More than eight in 10 public high school students in the class of 2016 graduated on time, California's top education official announced Tuesday, citing higher education funding as a major cause.
Just over 83 percent of the students finished in four years, up about 1 percentage point from the prior year to reach a new high, Superintendent of Public Instruction Tom Torlakson said.
He attributed the improvements in large part to more funding for California public schools that has reduced class sizes and expanded arts and science education.
Graduation rates have risen for seven consecutive years, with the biggest increases seen among African-American and Latino students as well as English learners, according to data from the California Department of Education.
However, graduation rates for those groups still lag behind the numbers for white and Asian students.
In 2016, 80 percent of Hispanic or Latino students and less than 73 percent of African-American students graduated on time, compared to 93 percent of Asian students and 88 percent of white students.
About 72 percent of English learners graduated on time.
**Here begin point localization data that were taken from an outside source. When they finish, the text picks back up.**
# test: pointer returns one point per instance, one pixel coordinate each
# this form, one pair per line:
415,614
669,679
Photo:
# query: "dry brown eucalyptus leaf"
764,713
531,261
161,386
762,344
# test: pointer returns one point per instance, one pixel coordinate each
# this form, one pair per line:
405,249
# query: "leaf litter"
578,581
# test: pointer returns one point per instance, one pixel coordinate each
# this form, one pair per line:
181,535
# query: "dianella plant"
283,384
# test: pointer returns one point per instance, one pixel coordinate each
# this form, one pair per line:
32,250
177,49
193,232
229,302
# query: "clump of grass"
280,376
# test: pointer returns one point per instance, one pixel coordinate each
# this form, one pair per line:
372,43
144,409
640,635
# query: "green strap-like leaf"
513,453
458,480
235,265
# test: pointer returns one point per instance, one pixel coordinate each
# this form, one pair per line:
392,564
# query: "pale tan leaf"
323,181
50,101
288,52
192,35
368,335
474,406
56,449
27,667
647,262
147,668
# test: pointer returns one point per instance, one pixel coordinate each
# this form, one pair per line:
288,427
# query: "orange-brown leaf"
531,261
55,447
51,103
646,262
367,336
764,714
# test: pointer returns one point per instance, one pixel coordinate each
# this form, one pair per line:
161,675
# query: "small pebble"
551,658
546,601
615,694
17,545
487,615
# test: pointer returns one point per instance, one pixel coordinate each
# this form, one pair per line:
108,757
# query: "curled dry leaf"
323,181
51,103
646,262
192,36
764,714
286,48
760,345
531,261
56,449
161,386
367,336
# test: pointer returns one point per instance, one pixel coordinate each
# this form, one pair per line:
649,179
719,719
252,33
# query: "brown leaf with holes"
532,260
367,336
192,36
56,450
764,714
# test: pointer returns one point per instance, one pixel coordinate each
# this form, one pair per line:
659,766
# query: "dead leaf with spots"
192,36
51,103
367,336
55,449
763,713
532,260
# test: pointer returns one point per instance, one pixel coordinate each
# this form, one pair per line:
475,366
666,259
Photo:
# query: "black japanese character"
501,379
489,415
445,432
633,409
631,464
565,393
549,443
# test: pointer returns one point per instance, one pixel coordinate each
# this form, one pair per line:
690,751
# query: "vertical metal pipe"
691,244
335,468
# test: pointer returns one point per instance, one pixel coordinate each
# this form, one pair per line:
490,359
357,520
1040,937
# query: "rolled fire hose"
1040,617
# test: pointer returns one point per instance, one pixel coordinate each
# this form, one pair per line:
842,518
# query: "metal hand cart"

Torlakson said those students have improved the most since last year.
"That's extremely positive to see that growth," he told media gathered at Woodland High School, west of Sacramento. "We've done a lot to concentrate resources where needs are greatest."
He pointed to Woodland High as a model where career readiness programs have helped the school reach a graduation rate of 94 percent.
The state's focus on improving graduation rates and closing the achievement gap between demographic groups has paid off, said Ted Lempert, president of the Oakland-based advocacy group Children Now.
"While there is progress, we really need to be focused on all of our kids," he said, adding that he's particularly alarmed by the graduation rate for foster youth, which is less than 51 percent. "We certainly have a ways to go."
Although it's important for students to graduate from high school, that shouldn't be the only goal, said Nadia Diaz Funn, director of the Los Angeles advocacy group Alliance for A Better Community. Not enough students at Los Angeles public schools qualify for college admission when they graduate, she said.
"Continuing to focus on the annual graduation rate as the ultimate indicator for student success shortchanges the potential of our students," she said in a statement.
The California Department of Education released updated graduation rate data by school, district and county Tuesday.
The federal Education Department is auditing the accuracy of the California Department of Education graduation rates.
Torlakson said he believes the department's method of calculating graduation rate is accurate and indicative of rising student success. He said other indicators, including AP test scores, also show California students are doing well.
"I'm totally confident that the audit will find that we're doing everything right and reporting the data consistently over the years," Torlakson told The Associated Press.
The audit was revealed in November. A spokeswoman for the U.S. Department of Education's Office of the Inspector General declined to say what prompted the audit.